GREENBURGH, N.Y. – Though Greenburgh officials opened several emergency shelters throughout town, it was the Greenburgh Public Library where residents sought refuge from their dark homes Tuesday.
After Hurricane Sandy left half of Greenburgh without power Monday night, thousands sought areas with working outlets to charge their phones and computers, receive Internet access or for just a warm, well-lit place to spend the day. Tuesday was the busiest Library Director Eugenie Contrata had ever seen the library since its opening in 2008, she said.
“People have been coming all day, and they’re staying,” Contrata said, adding that library employees have been allowing non-members to use the Internet access.
The Theodore D. Young Community Center opened for shelter Monday, but only a few people went in and out for a hot shower, said one of the center’s representatives.
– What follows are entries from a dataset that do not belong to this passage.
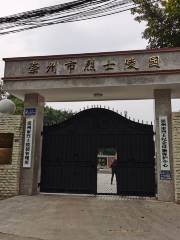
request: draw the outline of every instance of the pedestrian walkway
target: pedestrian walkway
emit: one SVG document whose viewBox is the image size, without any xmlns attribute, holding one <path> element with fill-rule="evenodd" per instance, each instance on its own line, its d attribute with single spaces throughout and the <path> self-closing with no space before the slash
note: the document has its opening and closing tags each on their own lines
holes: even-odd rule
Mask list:
<svg viewBox="0 0 180 240">
<path fill-rule="evenodd" d="M 178 240 L 180 206 L 156 200 L 17 196 L 0 201 L 0 240 Z"/>
</svg>

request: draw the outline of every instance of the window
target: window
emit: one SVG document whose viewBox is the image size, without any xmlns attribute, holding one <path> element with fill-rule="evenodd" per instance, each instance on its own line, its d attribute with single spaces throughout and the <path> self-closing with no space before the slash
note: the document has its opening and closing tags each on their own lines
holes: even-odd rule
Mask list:
<svg viewBox="0 0 180 240">
<path fill-rule="evenodd" d="M 12 162 L 12 133 L 0 133 L 0 164 L 11 164 Z"/>
</svg>

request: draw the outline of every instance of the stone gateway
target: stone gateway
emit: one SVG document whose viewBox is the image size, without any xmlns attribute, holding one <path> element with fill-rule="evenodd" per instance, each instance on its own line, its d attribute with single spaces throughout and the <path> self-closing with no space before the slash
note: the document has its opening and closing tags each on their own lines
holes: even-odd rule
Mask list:
<svg viewBox="0 0 180 240">
<path fill-rule="evenodd" d="M 174 115 L 172 122 L 171 110 L 171 99 L 180 97 L 180 48 L 6 58 L 4 61 L 5 88 L 24 100 L 27 113 L 24 114 L 20 194 L 40 191 L 45 101 L 154 99 L 157 198 L 180 201 L 179 138 L 176 131 L 172 133 L 172 129 L 179 131 L 179 115 Z"/>
</svg>

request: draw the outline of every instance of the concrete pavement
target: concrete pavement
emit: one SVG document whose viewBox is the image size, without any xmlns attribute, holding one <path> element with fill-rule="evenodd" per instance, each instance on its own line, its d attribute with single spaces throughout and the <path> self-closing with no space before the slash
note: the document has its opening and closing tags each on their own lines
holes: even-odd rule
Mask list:
<svg viewBox="0 0 180 240">
<path fill-rule="evenodd" d="M 37 195 L 2 200 L 0 240 L 179 239 L 179 205 L 105 199 Z"/>
</svg>

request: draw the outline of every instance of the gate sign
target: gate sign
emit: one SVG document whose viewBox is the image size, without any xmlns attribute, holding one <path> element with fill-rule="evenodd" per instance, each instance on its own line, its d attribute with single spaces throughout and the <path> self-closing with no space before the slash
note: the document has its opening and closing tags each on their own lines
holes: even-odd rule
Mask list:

Elmsford Mayor Robert Williams said four people have used the Senior Community Center’s food and Internet services.
But Britteny Harris, an Alexander Hamilton High School senior, immediately thought of the library when she needed a place to charge her phone. Her biggest worry now, she said, is bearing the cold shower she’ll have to take Tuesday night.
“I don’t know how long we’re going to be out of power, but it’s pretty devastating,” said Harris, who had been at the library for more than two hours. “I don’t know how long I can do this.”
Assistant Director John Sexton said his duties all day had been to search for more outlets for people to use. The library also set up tables and chairs in its multipurpose room to support the influx of people.
“It hadn’t occurred to me until seeing this just how many different devices we have now,” Sexton said. “This is one of the functions of the library, now – a shelter from the storm.”
Naja Touray, 20, was driving around with her mom all day looking for buildings that still had power where they could spend the day. A student at Westchester Community College, Touray said she’s actually upset classes will remain canceled on Wednesday.
“I kind of wish we did have class,” she said. “Just so I had someplace to go, something to do.”
About one-third of Elmsford still remains without power, Williams said, and there were no injuries reported in Elmsford from the storm. The damage, however, is another story, he added. Several houses were hit by trees, and the village’s roads are still covered by debris.
Greenburgh could take up to a week to restore power to its residents, said Town Supervisor Paul Feiner. Wires and trees are still blocking and closing the roads.